However, gathering plants sometimes forces them to travel long distances. Droughts began, and the herds had to migrate in search of places with water and vegetation. They were followed by another type of killer, a descendent of vegetarians who had acquired a taste for meat. 

Man applied all his intelligence to hunting, inventing all kinds of tricks to compete with the large carnivores. And, like them, he soon realised that the life of the hunter is too uncertain, and that a growing population of humans could not depend exclusively on meat. 

The solution was to combine the two systems, to gather fruits, berries, roots and leaves to see them through the long periods of unsuccessful hunting.

In the interior of these jungles on the island of Borneo lives a primate whose knowledge of botany is incredible.
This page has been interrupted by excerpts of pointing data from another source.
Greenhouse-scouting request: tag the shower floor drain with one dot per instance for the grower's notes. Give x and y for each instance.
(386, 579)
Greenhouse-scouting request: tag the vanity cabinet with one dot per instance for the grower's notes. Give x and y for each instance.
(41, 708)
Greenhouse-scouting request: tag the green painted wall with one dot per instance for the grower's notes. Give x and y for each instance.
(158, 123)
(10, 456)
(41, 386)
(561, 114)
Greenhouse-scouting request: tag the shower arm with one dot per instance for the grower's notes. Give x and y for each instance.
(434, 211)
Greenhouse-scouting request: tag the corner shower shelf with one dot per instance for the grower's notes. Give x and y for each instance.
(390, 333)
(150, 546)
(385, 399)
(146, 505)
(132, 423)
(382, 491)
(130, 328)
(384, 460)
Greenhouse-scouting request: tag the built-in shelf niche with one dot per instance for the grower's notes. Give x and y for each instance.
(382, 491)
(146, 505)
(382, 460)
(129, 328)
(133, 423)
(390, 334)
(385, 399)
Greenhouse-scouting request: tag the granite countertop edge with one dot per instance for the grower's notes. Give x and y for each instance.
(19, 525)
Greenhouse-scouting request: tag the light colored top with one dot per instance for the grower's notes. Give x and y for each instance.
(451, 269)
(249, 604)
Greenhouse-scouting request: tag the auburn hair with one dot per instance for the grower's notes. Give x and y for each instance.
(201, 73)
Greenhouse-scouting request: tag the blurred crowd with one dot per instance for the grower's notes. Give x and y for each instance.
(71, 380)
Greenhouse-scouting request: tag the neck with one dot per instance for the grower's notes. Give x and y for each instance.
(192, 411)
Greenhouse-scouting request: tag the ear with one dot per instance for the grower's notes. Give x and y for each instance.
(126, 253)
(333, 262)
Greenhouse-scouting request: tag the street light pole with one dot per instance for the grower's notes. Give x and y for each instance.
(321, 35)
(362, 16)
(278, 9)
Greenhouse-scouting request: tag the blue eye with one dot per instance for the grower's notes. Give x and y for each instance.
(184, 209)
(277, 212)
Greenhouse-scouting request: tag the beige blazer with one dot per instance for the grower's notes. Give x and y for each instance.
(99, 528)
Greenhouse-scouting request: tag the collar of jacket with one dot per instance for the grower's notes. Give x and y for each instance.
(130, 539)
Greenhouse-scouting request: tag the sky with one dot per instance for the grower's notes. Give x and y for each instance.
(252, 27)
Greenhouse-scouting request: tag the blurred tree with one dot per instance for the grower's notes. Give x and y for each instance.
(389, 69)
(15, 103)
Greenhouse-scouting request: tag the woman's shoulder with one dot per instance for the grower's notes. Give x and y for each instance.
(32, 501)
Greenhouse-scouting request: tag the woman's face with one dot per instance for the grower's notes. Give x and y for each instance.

It can spent months up in the trees looking for fruit, without ever coming down to the ground. That animal is the orang-utan. But in this world of apparent abundance, gathering plants is not as simple as it seems. Not all the trees bear fruit at the same time, and sometimes not even all the branches of the same tree. 
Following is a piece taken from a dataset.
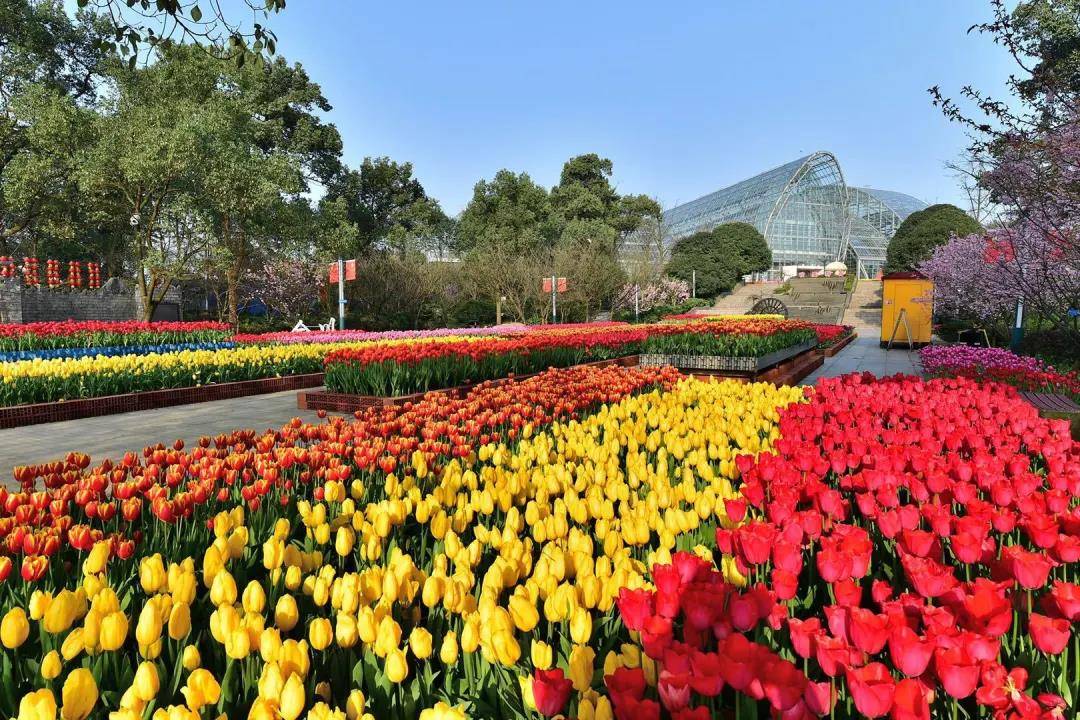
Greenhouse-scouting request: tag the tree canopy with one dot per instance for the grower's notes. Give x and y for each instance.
(922, 231)
(719, 257)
The orang-utan has a memory capable of recognising over 400 different types of food. It must remember the exact place of each species of tree, and the approximate date on which the fruits mature. It must also avoid the poisonous parts of some of them, as well as the thorns or hard skins. All of this it learns from its mother, over years, observing her on her wanderings around the jungle. An efficient gatherer like the orang-utan and like our simian ancestors, must have good sight in order to recognise the bright colours of the fruits in the jungle, while the carnivores see in black and white, giving preference to movement and nocturnal vision. A good gatherer has a discerning palate to distinguish the sweet flavour of ripe fruits, and tastes them to remove the indigestible parts. Carnivores, on the other hand, swallow large pieces of meat without tasting them at all. A gatherer must have hands with agile fingers to peel the fruits and cling on to the branches, whereas a carnivore prefers claws. Finally, a gatherer needs a large, efficient brain to remember ever corner of its habitat.
The orang-utan teaches us that a lot of what we have in common is due to the fact that, like it, we too were once gatherers.